The physical world is becoming an information system, where connected objects and devices can both sense the environment and communicate data. The global enthusiasm surrounding the ecosystem known as the ‘Internet of Things’ (IoT) has positioned data as one of the most valuable intangible assets that a company can own and monetise. According to IDC, the worldwide market for IoT applications (intelligent and embedded systems, connectivity and security services, infrastructure services and platforms) reached $1.9 trillion last year and is expected to more than triple to $7.1 trillion by 2020. IDC expects the number of installed IoT units to grow at an annual rate of 18% to 28 billion units by 2020.
The valuation of technologies in the emerging IoT ecosystem will largely depend on the revenue models around data monetisation. The IoT data value chain, described by McKinsey in a recent IoT study as “sensor driven decision analytics”, includes the following elements:
- Sensors and actuators are embedded in physical objects;
- The objects are linked through wired and wireless networks;
- The networks churn out huge volumes of data;
- The data is analysed using data analytics platforms and applications; and
- The analytics generate actionable decisions, which flow back into the IoT ecosystem.
It is becoming clear that controlling the data value chain from the point of data collection to the point of data analytics is key to unlocking these value creation opportunities. Hence, companies proceed through acquisitions to get better control over the value chain. This is key to understanding the valuation of recent large IoT acquisitions, such as Google’s $3.2 billion acquisition of Nest Labs. Google augmented its data analytics capabilities by acquiring control of the physical objects that collect the data. The acquisition granted it access to home data collection endpoints through Nest’s growing inventory of home automation devices.
One of the early leaders in IoT data analytics and monetisation is General Electric (GE), which developed advanced capabilities around the data collected through its vast network of industrial deployments referred to as the ‘industrial Internet’. At a recent conference in San Francisco, a speaker from GE Intelligent Platforms – the business unit responsible for GE’s IoT data analytics efforts – described how competition from small original equipment manufacturer service operations pushed the industrial giant to take the plunge into big data analytics. According to GE’s 2013 annual report, service revenues represent 75% of GE’s industrial backlog and 75% of its industrial earnings. Seeing the threat to its service revenues segment from smaller service operations, GE originally launched a massive data collection effort which aimed to leverage data as a strategic asset that cannot be replicated by smaller competitors or, in GE’s own words: “merge big iron with big data to create brilliant machines”.

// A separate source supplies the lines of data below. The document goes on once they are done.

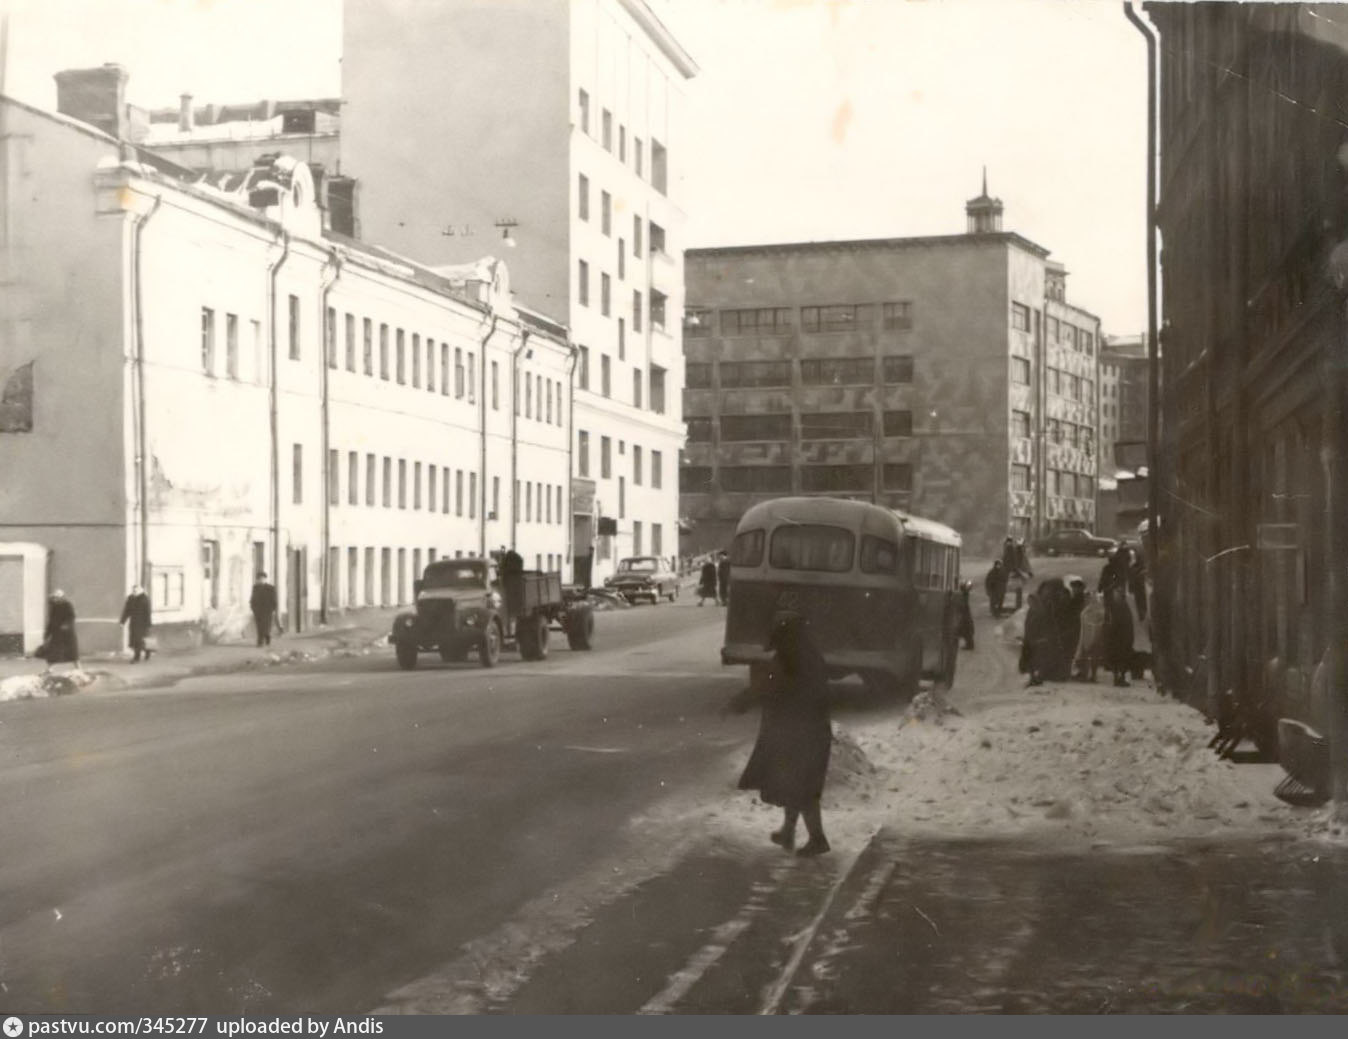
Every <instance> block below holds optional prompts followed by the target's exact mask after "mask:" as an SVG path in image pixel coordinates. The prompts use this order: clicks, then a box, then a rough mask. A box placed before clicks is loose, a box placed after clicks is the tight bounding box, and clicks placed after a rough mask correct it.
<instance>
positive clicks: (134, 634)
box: [121, 585, 152, 664]
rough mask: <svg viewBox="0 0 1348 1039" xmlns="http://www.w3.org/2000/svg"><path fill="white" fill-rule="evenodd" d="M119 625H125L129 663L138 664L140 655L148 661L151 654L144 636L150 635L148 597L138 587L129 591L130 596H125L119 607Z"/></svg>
mask: <svg viewBox="0 0 1348 1039" xmlns="http://www.w3.org/2000/svg"><path fill="white" fill-rule="evenodd" d="M121 624H125V625H127V644H128V646H129V647H131V654H132V656H131V663H133V664H137V663H140V655H142V654H144V656H146V659H147V660H148V659H150V654H151V652H152V651H151V650H150V647H147V646H146V636H147V635H150V596H147V594H146V590H144V589H143V588H142V586H140V585H136V586H135V588H132V589H131V594H129V596H127V601H125V602H124V604H123V606H121Z"/></svg>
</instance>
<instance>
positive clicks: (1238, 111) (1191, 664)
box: [1146, 3, 1348, 745]
mask: <svg viewBox="0 0 1348 1039" xmlns="http://www.w3.org/2000/svg"><path fill="white" fill-rule="evenodd" d="M1146 11H1147V13H1148V15H1150V16H1151V19H1153V20H1154V23H1155V26H1157V27H1158V30H1159V36H1161V40H1159V73H1161V90H1159V98H1161V100H1159V106H1161V111H1159V132H1161V141H1159V147H1161V182H1159V209H1158V214H1157V220H1158V224H1159V229H1161V232H1162V237H1163V253H1162V288H1163V321H1162V329H1163V333H1162V348H1163V350H1162V364H1163V369H1162V385H1163V388H1165V389H1163V395H1162V415H1161V422H1162V442H1161V451H1159V460H1158V468H1159V470H1161V472H1159V485H1158V486H1157V488H1155V489H1154V493H1155V495H1157V501H1158V511H1159V524H1161V527H1159V535H1161V536H1159V538H1158V540H1157V544H1155V550H1157V553H1158V557H1157V562H1155V581H1157V598H1158V602H1157V605H1158V612H1157V616H1155V619H1154V633H1155V635H1157V636H1158V640H1159V647H1158V648H1159V650H1161V652H1162V654H1163V658H1165V659H1163V662H1162V663H1163V666H1165V668H1166V672H1167V675H1169V681H1170V682H1171V685H1173V687H1177V689H1180V690H1182V691H1184V693H1185V694H1186V695H1188V697H1189V698H1190V699H1192V701H1193V702H1196V703H1200V705H1202V706H1205V707H1206V709H1209V712H1211V713H1216V714H1219V716H1223V714H1227V716H1231V714H1236V716H1239V717H1242V718H1244V720H1246V721H1247V722H1248V724H1251V725H1252V726H1254V729H1255V732H1256V733H1258V734H1259V737H1260V741H1262V743H1263V744H1264V745H1271V744H1273V741H1274V728H1273V726H1274V722H1275V718H1277V717H1278V716H1285V714H1291V716H1305V714H1306V713H1308V712H1309V710H1310V705H1309V695H1310V678H1312V674H1313V671H1314V668H1316V666H1317V663H1318V662H1320V660H1321V658H1322V654H1324V652H1325V650H1326V647H1328V646H1329V643H1330V621H1332V616H1333V610H1332V604H1330V567H1332V566H1343V559H1341V558H1339V557H1337V555H1336V553H1335V546H1333V539H1335V531H1333V530H1332V528H1330V524H1328V522H1326V516H1328V509H1329V504H1330V503H1329V495H1330V481H1329V476H1330V472H1332V461H1333V457H1335V453H1336V451H1337V450H1340V449H1341V446H1343V445H1341V443H1340V442H1339V439H1340V438H1339V437H1337V434H1336V427H1335V414H1333V407H1332V392H1330V388H1332V385H1333V384H1335V371H1333V367H1332V364H1333V360H1335V356H1336V353H1341V352H1343V349H1344V346H1343V344H1344V333H1345V327H1344V292H1343V282H1344V278H1343V272H1344V271H1345V270H1348V267H1345V264H1344V263H1343V261H1341V259H1340V257H1343V256H1344V253H1345V247H1344V245H1343V244H1341V243H1344V241H1345V239H1348V178H1345V175H1344V158H1345V155H1348V152H1345V143H1348V131H1345V127H1348V18H1345V12H1344V8H1343V7H1340V5H1336V4H1326V5H1322V7H1316V5H1305V4H1224V3H1200V4H1180V3H1175V4H1148V5H1147V7H1146ZM1228 694H1229V695H1228Z"/></svg>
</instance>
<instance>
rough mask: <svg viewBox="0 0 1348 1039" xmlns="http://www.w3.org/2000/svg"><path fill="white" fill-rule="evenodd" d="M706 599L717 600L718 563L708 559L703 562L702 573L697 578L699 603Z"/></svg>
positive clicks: (697, 584)
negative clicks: (716, 574) (716, 592)
mask: <svg viewBox="0 0 1348 1039" xmlns="http://www.w3.org/2000/svg"><path fill="white" fill-rule="evenodd" d="M705 600H712V602H716V563H713V562H712V561H710V559H708V561H706V562H705V563H702V573H701V574H700V575H698V578H697V605H700V606H701V605H702V602H704V601H705Z"/></svg>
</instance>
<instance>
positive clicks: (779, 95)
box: [0, 0, 1146, 336]
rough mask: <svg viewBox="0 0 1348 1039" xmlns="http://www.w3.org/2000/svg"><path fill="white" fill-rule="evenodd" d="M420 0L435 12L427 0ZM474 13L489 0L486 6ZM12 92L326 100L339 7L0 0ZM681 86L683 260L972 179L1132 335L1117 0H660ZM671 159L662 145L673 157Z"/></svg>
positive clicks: (335, 79) (836, 223) (923, 222)
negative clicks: (86, 79)
mask: <svg viewBox="0 0 1348 1039" xmlns="http://www.w3.org/2000/svg"><path fill="white" fill-rule="evenodd" d="M423 1H425V3H434V0H423ZM484 1H487V0H484ZM0 7H5V8H7V9H9V11H11V23H9V62H8V75H7V90H8V92H9V93H12V94H15V96H16V97H20V98H24V100H28V101H32V102H35V104H39V105H42V106H46V108H53V106H54V105H55V88H54V85H53V80H51V74H53V73H54V71H57V70H58V69H69V67H84V66H92V65H101V63H102V62H108V61H116V62H120V63H123V65H125V66H127V69H128V70H129V71H131V80H129V84H128V97H129V100H131V101H132V102H135V104H140V105H146V106H155V108H160V106H168V105H174V104H177V98H178V94H179V93H182V92H185V90H186V92H190V93H193V94H194V96H195V97H197V100H198V101H201V102H206V101H247V100H252V98H262V97H322V96H329V97H330V96H336V94H338V93H340V84H341V66H340V51H341V0H0ZM655 7H656V9H658V11H659V12H661V16H662V18H663V19H665V20H666V23H667V24H669V26H670V27H671V28H673V30H674V31H675V32H677V34H678V36H679V38H681V39H682V40H683V42H685V46H686V47H687V50H689V51H690V53H692V54H693V57H694V59H696V61H697V62H698V65H700V66H701V74H700V75H698V77H697V78H696V80H694V81H693V82H692V84H690V85H689V113H687V116H689V119H687V137H689V139H687V141H686V146H685V151H686V155H685V159H683V172H685V177H686V181H685V186H683V189H685V194H683V198H685V203H686V205H685V209H686V212H687V216H689V228H687V234H686V243H685V244H686V245H689V247H697V245H731V244H752V243H766V241H802V240H817V239H849V237H890V236H909V234H949V233H958V232H962V230H964V202H965V199H968V198H971V197H973V195H976V194H977V193H979V187H980V177H981V168H983V166H984V164H985V166H987V167H988V187H989V191H991V194H993V195H998V197H999V198H1002V199H1003V202H1004V203H1006V222H1004V226H1006V228H1007V229H1008V230H1016V232H1019V233H1022V234H1024V236H1026V237H1029V239H1031V240H1034V241H1037V243H1039V244H1041V245H1043V247H1046V248H1049V249H1051V251H1053V256H1054V257H1055V259H1058V260H1061V261H1062V263H1065V264H1066V265H1068V270H1069V271H1070V278H1069V282H1068V292H1069V298H1070V299H1072V301H1073V302H1076V303H1077V305H1080V306H1084V307H1086V309H1088V310H1092V311H1095V313H1097V314H1100V317H1101V318H1103V319H1104V327H1105V332H1107V333H1109V334H1116V336H1127V334H1134V333H1136V332H1140V330H1142V327H1143V325H1144V321H1146V295H1144V284H1146V265H1144V255H1143V232H1144V225H1143V220H1144V186H1146V185H1144V174H1143V171H1144V147H1146V51H1144V47H1143V40H1142V38H1140V36H1139V35H1138V34H1136V31H1135V30H1134V28H1132V27H1131V26H1130V24H1128V22H1127V19H1126V18H1124V15H1123V7H1122V4H1120V3H1116V1H1115V0H677V3H671V1H670V0H655ZM673 147H674V144H673V143H671V152H673Z"/></svg>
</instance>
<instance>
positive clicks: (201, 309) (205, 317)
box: [201, 307, 216, 375]
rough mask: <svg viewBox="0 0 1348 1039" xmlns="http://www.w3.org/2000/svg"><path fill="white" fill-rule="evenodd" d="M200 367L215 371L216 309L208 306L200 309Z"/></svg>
mask: <svg viewBox="0 0 1348 1039" xmlns="http://www.w3.org/2000/svg"><path fill="white" fill-rule="evenodd" d="M201 369H202V371H204V372H205V373H206V375H214V373H216V311H214V310H212V309H210V307H202V309H201Z"/></svg>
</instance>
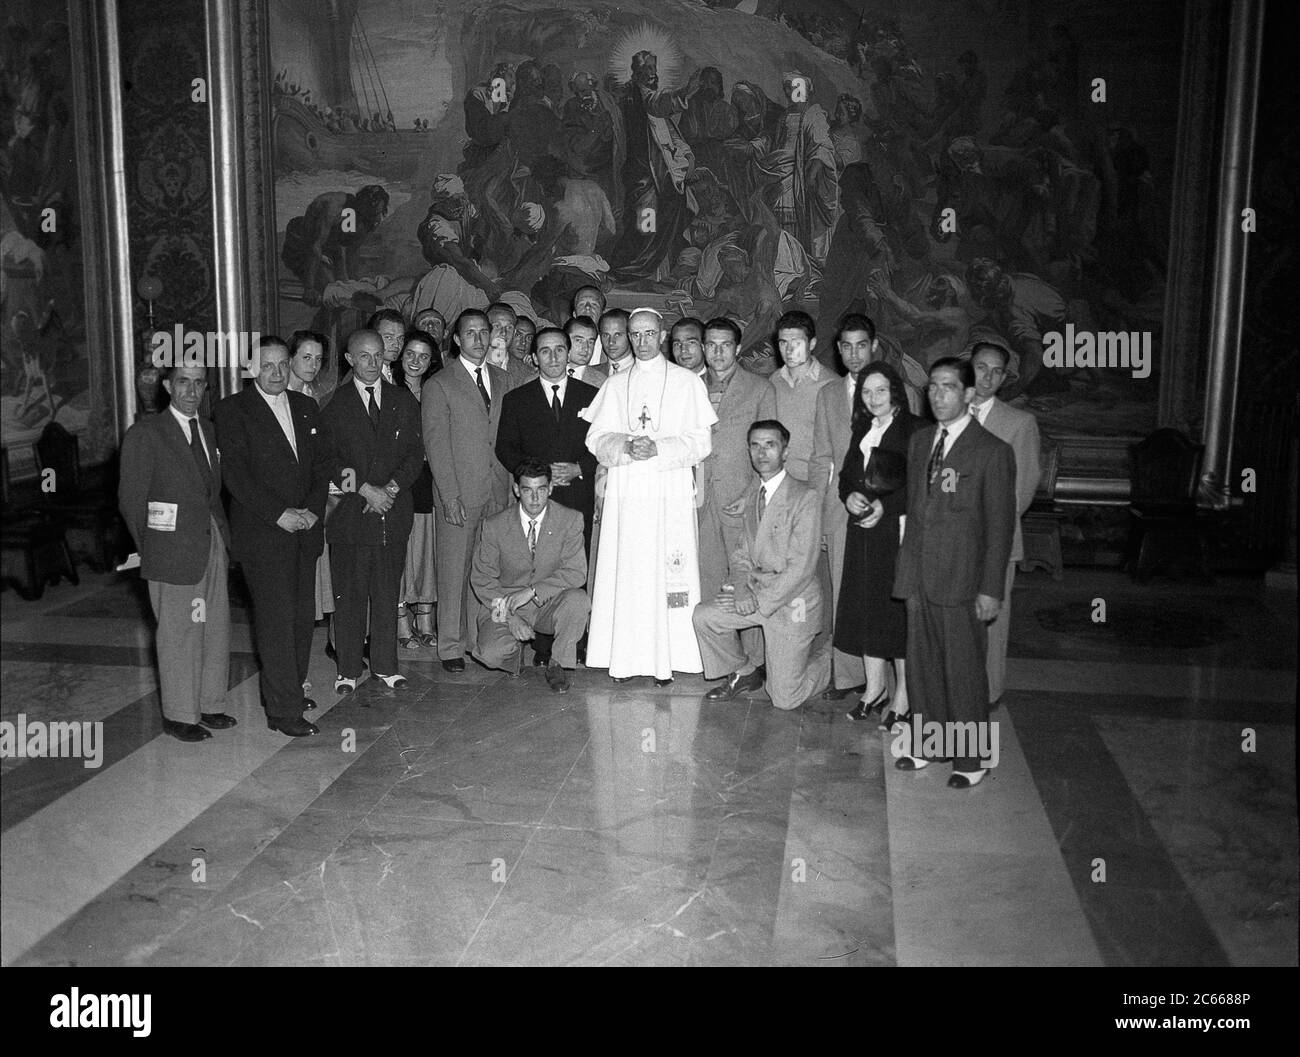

There are several areas where IoT data analytics can increase original equipment manufacturer profitability and create new revenue opportunities, including longer asset uptime, enhanced customer experience and reduced maintenance and service costs. GE started launching its industrial internet platforms in 2012 to airlines, energy companies, hospitals and other industry segments. According to company reports, the products have brought in $290 million in revenues and another $400 million through the end of 2013. The examples below illustrate some of these data platforms and their benefits in different industrial areas:
- Transportation – RailConnect 360 collects and analyses performance data during locomotive operations, automating diagnostics to enable optimal and proactive repairs and advanced planning of resources and materials for building, running and routing locomotives.
- Energy management – Grid IQ Insight provides utilities with advanced analytics of data collected from equipment along the grid to predict, manage and forecast potential problems that a utility’s electrical grid may face. The software monitors data (eg, electrical usage, grid performance and weather) to lower operating expenses and increase revenues.
- Aviation – Flight Efficiency Services collects real-time data generated by an aircraft and analyses it to improve an airline’s overall efficiency in four areas: fuel management, flight analytics, navigation services and fleet synchronisation.
As seen from these examples, there are some interesting opportunities related to the value creation associated with data in the IoT ecosystem. These opportunities exist not only in the industrial space, but also in consumer-facing IoT applications such as home automation and wearables, as well as in industries such as agriculture. Putting privacy and security concerns aside, data represents the promise of new economic benefits that are only possible when big data is leveraged in big ways.